By Lynn Cowan 
 

Times are slow when it comes to issuing stock, and it isn't just IPOs that are feeling the effects.

Follow-on deals--when new shares from existing public companies are sold to the public--have experienced a decline this year, both in numbers and in the amount of money raised, according to data from Ipreo, a capital-markets research firm. Follow-on offerings can include shares being sold by insiders, such as venture capital or private-equity shops, or from the company itself. What are known as secondary offerings, by contrast, involve only insiders selling stock.

The number of follow-ons is down 15.3% this year, while proceeds raised are 21.9% below last year's pace, by Ipreo's count. The largest amount raised this year was the $6 billion brought in through American International Group Inc. (AIG) shares sold by the U.S. Treasury in March. The U.S. sold another $5.7 billion worth of shares in a May offering. In the first six months of 2011, AIG was also the biggest follow-on issuer. The Treasury sold $8.7 billion worth of shares in May of last year.

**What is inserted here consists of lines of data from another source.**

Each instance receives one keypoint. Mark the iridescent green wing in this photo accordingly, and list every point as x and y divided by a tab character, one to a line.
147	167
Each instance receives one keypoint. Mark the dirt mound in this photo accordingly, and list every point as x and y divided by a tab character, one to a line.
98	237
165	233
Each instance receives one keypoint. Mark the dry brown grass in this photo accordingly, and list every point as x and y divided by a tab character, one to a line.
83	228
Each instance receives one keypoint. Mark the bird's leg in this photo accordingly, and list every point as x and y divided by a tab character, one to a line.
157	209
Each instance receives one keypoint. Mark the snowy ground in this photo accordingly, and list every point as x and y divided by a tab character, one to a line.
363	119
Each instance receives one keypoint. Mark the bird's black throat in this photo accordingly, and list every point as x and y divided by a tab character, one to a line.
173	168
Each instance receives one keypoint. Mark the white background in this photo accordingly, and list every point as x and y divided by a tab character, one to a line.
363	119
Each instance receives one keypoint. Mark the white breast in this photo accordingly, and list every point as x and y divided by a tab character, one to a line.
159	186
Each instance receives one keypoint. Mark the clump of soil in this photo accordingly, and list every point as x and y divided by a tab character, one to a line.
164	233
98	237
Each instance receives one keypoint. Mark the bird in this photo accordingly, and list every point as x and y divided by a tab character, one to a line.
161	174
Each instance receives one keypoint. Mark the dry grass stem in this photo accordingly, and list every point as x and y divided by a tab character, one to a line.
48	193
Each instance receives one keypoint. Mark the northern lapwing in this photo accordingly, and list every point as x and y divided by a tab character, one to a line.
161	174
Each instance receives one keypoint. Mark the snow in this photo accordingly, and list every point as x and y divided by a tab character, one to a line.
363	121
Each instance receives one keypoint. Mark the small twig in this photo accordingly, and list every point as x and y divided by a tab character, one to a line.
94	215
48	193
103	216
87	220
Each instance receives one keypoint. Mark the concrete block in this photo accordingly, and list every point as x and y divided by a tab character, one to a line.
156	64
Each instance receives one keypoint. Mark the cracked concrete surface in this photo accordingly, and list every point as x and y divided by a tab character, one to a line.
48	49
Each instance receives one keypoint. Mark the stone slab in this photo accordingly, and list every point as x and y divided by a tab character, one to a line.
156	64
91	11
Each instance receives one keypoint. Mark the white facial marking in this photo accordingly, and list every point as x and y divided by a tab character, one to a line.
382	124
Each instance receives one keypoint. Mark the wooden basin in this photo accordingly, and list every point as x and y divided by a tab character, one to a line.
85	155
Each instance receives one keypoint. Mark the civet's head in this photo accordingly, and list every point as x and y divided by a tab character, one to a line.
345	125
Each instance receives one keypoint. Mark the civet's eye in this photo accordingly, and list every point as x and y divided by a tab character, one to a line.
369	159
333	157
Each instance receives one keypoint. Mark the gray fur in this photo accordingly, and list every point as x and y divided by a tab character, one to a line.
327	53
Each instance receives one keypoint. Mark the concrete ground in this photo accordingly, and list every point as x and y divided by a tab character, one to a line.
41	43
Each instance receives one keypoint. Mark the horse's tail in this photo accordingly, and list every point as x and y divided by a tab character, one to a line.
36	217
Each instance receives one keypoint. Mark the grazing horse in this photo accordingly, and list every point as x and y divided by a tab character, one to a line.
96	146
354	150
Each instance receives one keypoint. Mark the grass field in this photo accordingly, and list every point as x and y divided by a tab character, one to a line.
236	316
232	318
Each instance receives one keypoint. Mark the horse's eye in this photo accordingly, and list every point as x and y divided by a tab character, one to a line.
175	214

The Treasury took a majority stake in the insurer in 2008 as part of its Troubled Asset Relief Program and is selling its holdings to recoup taxpayer dollars that helped bail out the company.

Other follow-on offerings this year have spanned a range of industries, from discount retailer Dollar General Corp.'s (DG) $1.6 billion raise in June to pharmaceutical developer Corcept Therapeutics Inc.'s (CORT) $47 million raise earlier this week.

Follow-on offerings are sensitive to broader market conditions, and the volatility and market declines experienced this year haven't produced the ideal climate for stock sales. But, unlike the IPO market, which came to a halt in the five weeks following Facebook Inc.'s (FB) disappointing debut, nearly 50 follow-ons were still able to launch. Follow-ons are perceived as being less risky than IPOs, since the issuers already have a history of earnings reports and stock-trading patterns.

"People still are looking for opportunities to make money. They are looking toward names they are more comfortable with and that have a track record of performance," said David Hermer, head of equity-capital markets for the Americas region at Credit Suisse Group.

That isn't to say the follow-on market isn't feeling pressure from investors, primarily comprised of institutions such as pension funds and mutual funds. The average price discount on deals widened to 8.7% in June from 6.7% in May, according to Ipreo, although on a year-to-date basis, the average discount of 6% is actually lower than the 6.4% seen at this same point in 2011, thanks to wider discounts earlier in 2011.

"As more gets done, one would hope the discounts would come back in," said Steve Gillette, a partner at law firm Jones Day's Silicon Valley office.